The Snowball_ Warren Buffett and the Business of Life - Alice Schroeder [132]
Well, I’ve got these partnerships, Buffett explained, and I do this, and this, and that. In 1957, he said, his partnerships had earned over ten percent in a year when the market had declined over eight percent. The next year the partnerships’ investments had risen more than forty percent in value.24 Buffett’s fees so far from managing the partnerships, reinvested, came to $83,085. These fees had mushroomed his initial contribution of only $700—$100 contributed to each of the seven partnerships25—into a stake worth 9.5 percent of the combined value of all the partnerships. Moreover, his performance was well on its way to beating the Dow again in 1959, which would make him richer still and raise his stake again. Meanwhile, his investors were thrilled; new partners kept joining. Charlie listened. Eventually he asked, “Do you think that I could do something like that out in California?” Warren paused for a moment and looked at him. This was an unconventional question coming from a successful Los Angeles lawyer. “Yeah,” he said, “I’m quite sure you could do it.”26 As the luncheon wound its way to an end, the Seemans and the Davises decided it was time to go. When they got on the elevator, their last sight was of Buffett and Munger, still sitting at the table, engrossed.27
A few nights later, the two men took their wives to Johnny’s Café, a red-velvet steak joint, where Munger became so self-intoxicated at one of his own jokes that he slipped out of the booth and began rolling on the floor with laughter. When the Mungers returned to Los Angeles, the conversation continued in installments, the two men talking on the phone for an hour or two with increasing frequency. Buffett, once obsessed with Ping-Pong, had found something far more interesting.
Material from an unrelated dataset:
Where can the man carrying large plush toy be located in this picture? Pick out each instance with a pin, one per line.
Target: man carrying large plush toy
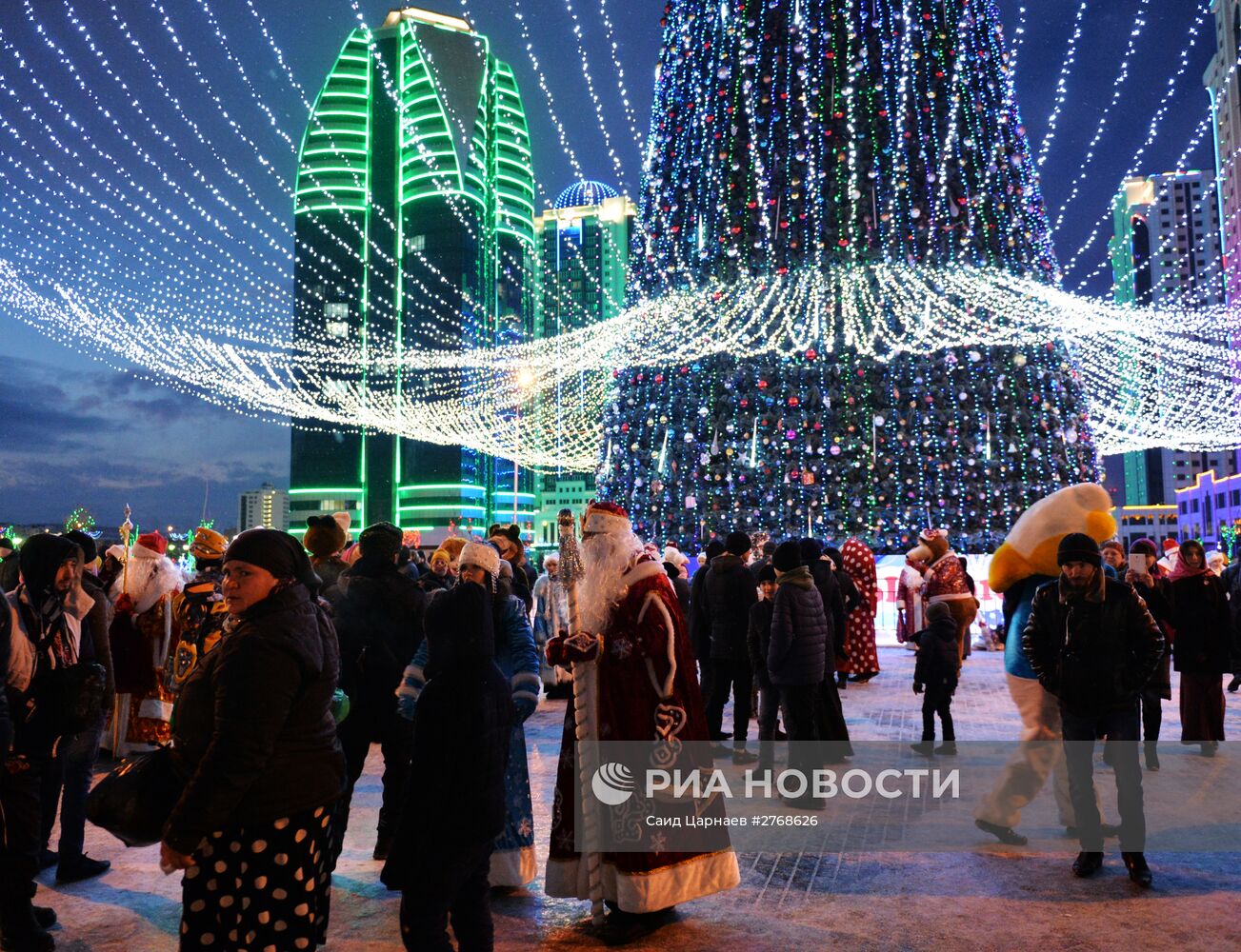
(1025, 561)
(646, 689)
“Why are you paying so much attention to him?” Nancy asked her husband.
“You don’t understand,” said Charlie. “That is no ordinary human being.”28
24
The Locomotive
New York City and Omaha • 1958–1962
Warren and Susie seemed like ordinary people. They kept a low profile. Their house was large but not ostentatious. It had a log cabin in the backyard for the kids. The back door was never locked; neighborhood children wandered in and out. Inside the house, the Buffetts clickety-clacked on their different tracks at gathering speed. As Susie added stop after stop to her local schedule, Warren headed out on a nonstop trip to Dollar Mountain.
Until 1958, his straightforward route was to buy a stock and wait for the cigar butt to light. Then he usually sold the stock, sometimes with regret, to buy another he wanted more, his ambitions limited by his partnerships’ capital.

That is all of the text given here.